Population dynamics of the white pine weevil, Pissodes strobi , infesting jack pine, Pinus banksiana , in Ontario, Canada
Author(s) -
NEALIS V. G.
Publication year - 1998
Publication title -
ecological entomology
Language(s) - English
Resource type - Journals
SCImago Journal Rank - 0.865
H-Index - 81
eISSN - 1365-2311
pISSN - 0307-6946
DOI - 10.1046/j.1365-2311.1998.00136.x
Subject(s) - weevil , biology , jack pine , white (mutation) , pinus <genus> , population , mountain pine beetle , ecology , botany , demography , sociology , biochemistry , gene
1. Eight generations of white pine weevil, Pissodes strobi (Peck) , infesting the terminal shoots of young jack pine trees, were sampled as larvae, pupae, and adults between 1988 and 1995. 2. The density of adult weevils increased rapidly for the first 3 years of the study, then declined in the next 4 years. Between‐generation rates of change in density of weevils were related to mean number of weevils produced per terminal shoot of the host tree.

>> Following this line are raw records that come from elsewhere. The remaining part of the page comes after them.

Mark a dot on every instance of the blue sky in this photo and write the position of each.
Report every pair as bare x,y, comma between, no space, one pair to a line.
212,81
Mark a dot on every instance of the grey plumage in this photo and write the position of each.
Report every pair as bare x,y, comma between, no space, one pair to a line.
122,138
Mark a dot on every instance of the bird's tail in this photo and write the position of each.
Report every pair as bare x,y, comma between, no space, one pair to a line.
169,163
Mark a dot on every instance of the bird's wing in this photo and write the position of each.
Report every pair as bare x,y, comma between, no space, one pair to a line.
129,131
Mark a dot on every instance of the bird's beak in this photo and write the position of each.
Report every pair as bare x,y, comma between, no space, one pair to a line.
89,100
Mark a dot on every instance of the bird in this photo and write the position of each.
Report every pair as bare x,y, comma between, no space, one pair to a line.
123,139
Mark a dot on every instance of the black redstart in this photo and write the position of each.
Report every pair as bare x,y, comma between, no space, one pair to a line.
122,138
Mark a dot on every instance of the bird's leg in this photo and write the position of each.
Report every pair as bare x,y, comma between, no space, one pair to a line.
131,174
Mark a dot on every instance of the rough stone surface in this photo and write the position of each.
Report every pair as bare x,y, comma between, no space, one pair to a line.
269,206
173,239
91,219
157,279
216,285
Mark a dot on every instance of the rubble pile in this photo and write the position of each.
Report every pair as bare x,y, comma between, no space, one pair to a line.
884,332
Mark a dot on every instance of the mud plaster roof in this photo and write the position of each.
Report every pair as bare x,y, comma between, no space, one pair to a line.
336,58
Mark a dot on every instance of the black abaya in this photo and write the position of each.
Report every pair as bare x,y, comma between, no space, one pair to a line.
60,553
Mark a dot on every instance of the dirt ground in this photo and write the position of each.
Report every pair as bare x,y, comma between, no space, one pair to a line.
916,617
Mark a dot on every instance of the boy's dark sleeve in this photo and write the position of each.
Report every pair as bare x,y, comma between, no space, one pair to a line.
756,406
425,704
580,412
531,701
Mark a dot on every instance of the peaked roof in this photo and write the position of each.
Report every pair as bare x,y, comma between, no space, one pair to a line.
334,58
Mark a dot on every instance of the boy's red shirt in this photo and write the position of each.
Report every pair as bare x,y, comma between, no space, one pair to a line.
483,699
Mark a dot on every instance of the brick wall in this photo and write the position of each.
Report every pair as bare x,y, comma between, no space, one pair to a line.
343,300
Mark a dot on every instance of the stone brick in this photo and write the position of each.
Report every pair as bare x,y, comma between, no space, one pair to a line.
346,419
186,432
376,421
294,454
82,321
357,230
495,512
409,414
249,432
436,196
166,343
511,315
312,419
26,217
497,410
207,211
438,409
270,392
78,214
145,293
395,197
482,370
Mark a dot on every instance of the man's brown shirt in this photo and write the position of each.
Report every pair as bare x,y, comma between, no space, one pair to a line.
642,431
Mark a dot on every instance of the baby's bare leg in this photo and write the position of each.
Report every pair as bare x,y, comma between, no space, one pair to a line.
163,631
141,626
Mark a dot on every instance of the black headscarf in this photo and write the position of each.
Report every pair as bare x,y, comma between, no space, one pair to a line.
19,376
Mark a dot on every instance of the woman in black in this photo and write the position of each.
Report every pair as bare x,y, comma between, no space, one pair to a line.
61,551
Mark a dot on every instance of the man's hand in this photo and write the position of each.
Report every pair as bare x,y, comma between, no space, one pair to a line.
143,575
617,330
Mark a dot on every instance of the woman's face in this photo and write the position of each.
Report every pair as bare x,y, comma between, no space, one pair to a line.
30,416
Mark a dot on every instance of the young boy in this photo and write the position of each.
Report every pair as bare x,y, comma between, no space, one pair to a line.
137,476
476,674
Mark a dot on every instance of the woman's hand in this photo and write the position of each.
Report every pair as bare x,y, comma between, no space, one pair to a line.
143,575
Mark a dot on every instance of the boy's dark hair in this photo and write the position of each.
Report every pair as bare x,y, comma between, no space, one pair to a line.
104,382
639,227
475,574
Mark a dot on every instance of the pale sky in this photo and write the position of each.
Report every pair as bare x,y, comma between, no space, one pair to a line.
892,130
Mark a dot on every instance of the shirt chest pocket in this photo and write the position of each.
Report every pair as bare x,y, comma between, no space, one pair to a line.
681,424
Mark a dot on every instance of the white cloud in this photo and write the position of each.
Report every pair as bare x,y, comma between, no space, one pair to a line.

Net increases in population density followed years in which a relatively high number of weevils emerged per terminal shoot and vice versa. 3. The mean number of weevils emerging per terminal shoot was determined by survival of weevils between the end of the larval stage and the successful emergence of adult weevils. 4. There was no clear relationship between survival of the post‐feeding stages of the weevil and rates of parasitism or bird predation on these same stages. There was, however, a strong negative relationship between survival of weevils within the terminal shoot and the abundance of the facultative dipteran predator Lonchaea corticis Taylor. 5. The relationship among generational rates of change in populations, survival, and predation was evident irrespective of the age of the trees infested, suggesting that population dynamics of the weevil may be influenced as much by local predation pressure as by physical and biotic changes associated with growth of the young host trees.